Pernyataan Menkopolhukam Tentang Penyelesaian Pelanggaran HAM Berat Menyesatkan!!

Siaran Pers Bersama
Pernyataan Menkopolhukam Tentang Penyelesaian Pelanggaran HAM Berat Menyesatkan!!

Komisi untuk Orang Hilang dan Korban Tindak Kekerasan (KontraS) dan Paguyuban Keluarga dan Korban Talangsari Lampung (PK2TL), menyesalkan pernyataan Menteri Koordinator Bidang Politik, Hukum dan Keamanan (Menko Polhukam) Tedjo Edhy Purdijatno kepada publik, Selasa (9/6/2015) siang. "Seperti kasus Trisakti, itu kan sudah ada yang dihukum juga. Berarti kan dianggapnya sudah selesai. Tapi kalau mau diangkat, dicari-cari ya tidak akan pernah selesai. Seperti Talangsari, itu sudah jelas sudah selesai. Dan mereka sudah ada yang direunifikasi, di antara mereka sudah bertemu. Pelaku dan korban sudah bertemu dan bekerja bersama."

Pernyataan sepihak Tedjo itu, tidak hanya melukai hati para korban atau keluarga korban, tetapi juga ceroboh dan tidak sejalan dengan komitmen penuntasan kasus pelanggaran HAM berat masa lalu secara berkeadilan yang Presiden Jokowi kemukakan dalam visi-misinya. Pernyataan ini juga membuktikan bahwa Bapak Tedjo Edhy¾dalam posisinya sebagai Menteri Koordinator Bidang Politik, Hukum dan Keamanan¾sama sekali tidak memahami hukum. Sehingga sudah layak dan sepantasnya masuk ke dalam radar menteri yang patut di-reshuffle.

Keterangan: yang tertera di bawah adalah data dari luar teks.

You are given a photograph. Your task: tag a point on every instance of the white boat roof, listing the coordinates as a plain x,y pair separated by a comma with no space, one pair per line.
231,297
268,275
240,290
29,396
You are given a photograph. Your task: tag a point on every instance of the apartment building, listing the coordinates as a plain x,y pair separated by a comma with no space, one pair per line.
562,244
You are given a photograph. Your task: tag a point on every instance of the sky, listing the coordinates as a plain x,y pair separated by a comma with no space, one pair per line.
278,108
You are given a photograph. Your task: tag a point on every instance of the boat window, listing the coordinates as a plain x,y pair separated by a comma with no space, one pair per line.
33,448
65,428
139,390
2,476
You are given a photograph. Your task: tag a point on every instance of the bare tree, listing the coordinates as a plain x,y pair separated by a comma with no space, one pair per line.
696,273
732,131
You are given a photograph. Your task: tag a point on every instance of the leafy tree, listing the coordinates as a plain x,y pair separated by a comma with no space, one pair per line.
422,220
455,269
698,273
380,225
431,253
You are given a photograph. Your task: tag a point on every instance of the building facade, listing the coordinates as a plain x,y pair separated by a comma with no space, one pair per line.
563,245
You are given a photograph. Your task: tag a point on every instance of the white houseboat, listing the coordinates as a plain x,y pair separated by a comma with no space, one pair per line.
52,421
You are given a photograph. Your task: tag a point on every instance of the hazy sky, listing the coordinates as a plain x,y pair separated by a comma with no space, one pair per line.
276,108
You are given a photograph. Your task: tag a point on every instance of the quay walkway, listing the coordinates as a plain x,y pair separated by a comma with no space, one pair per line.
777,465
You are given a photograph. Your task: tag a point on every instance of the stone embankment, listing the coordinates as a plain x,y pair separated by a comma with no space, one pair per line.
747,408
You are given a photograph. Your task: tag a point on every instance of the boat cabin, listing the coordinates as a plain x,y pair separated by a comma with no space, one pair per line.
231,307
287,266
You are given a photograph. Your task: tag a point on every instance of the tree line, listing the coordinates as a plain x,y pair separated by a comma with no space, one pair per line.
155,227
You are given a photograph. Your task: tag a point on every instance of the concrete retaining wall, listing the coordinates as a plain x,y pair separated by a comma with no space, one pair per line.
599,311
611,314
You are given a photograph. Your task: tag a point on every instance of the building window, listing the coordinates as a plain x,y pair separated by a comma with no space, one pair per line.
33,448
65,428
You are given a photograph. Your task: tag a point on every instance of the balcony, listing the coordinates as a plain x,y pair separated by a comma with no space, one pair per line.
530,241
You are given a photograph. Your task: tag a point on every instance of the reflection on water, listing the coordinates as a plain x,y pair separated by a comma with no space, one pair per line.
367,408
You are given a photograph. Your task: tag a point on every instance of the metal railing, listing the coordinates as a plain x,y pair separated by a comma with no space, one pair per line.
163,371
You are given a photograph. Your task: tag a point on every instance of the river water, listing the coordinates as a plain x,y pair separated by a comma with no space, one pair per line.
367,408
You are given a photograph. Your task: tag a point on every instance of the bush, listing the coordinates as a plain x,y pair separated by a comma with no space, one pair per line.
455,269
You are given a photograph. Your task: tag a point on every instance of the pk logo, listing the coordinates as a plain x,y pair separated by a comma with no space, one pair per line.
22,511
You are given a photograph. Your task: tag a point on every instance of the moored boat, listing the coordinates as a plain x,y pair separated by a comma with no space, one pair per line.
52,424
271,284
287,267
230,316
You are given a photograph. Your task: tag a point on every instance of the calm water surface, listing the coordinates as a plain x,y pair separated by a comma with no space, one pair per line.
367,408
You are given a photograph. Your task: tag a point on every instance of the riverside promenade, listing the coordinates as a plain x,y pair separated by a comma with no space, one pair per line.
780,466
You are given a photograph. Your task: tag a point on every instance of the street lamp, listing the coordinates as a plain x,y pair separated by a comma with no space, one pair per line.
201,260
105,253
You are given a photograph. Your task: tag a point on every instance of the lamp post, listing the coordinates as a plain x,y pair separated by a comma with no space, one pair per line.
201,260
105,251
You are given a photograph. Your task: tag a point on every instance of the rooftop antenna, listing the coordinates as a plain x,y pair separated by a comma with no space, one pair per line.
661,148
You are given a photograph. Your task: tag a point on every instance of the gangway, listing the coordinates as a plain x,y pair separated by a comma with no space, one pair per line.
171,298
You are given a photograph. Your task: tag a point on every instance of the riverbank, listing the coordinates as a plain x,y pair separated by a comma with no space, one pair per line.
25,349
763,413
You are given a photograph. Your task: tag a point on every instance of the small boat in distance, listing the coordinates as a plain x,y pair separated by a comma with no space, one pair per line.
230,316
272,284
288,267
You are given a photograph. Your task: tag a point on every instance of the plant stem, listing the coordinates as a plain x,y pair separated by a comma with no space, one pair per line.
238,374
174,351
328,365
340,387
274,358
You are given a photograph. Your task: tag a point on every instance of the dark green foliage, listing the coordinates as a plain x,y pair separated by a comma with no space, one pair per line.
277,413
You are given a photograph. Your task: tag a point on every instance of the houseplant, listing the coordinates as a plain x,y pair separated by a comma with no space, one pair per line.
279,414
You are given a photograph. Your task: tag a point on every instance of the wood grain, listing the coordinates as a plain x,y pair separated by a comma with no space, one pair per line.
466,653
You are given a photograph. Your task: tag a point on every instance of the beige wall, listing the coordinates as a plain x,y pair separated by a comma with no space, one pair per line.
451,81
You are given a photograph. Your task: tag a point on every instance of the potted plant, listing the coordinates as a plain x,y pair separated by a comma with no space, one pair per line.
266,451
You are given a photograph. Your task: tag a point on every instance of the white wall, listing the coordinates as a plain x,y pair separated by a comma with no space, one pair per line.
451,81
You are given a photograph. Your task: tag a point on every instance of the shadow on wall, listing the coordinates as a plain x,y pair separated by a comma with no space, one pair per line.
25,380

Kami menegaskan, pertama, bahwa kasus Talangsari 1989 belum selesai hingga saat ini. "Penyelesaian" yang Tedjo maksud merujuk kepada adanya kesepakatan yang dibuat oleh pihak pelaku pembantaian dengan korban dalam islahmerusak sistem hukum.  Islah sama sekali bukan mekanisme penyelesain pelanggaran HAM berat sebagaimana diatur dalam dalam UU No. 26 Tahun 2000 tentang Pengadilan HAM atau dalam peraturan perundang-undangan apapun yang dimiliki Indonesia. Indonesia adalah negara hukum sebagaimana dinyatakan dalam UUD 1945. Hal ini menjadi dasar kuat bahwa setiap tindakan pemerintah (legislatif, eksekutif dan yudikatif) harus didasarkan pada peraturan perundang-undangan.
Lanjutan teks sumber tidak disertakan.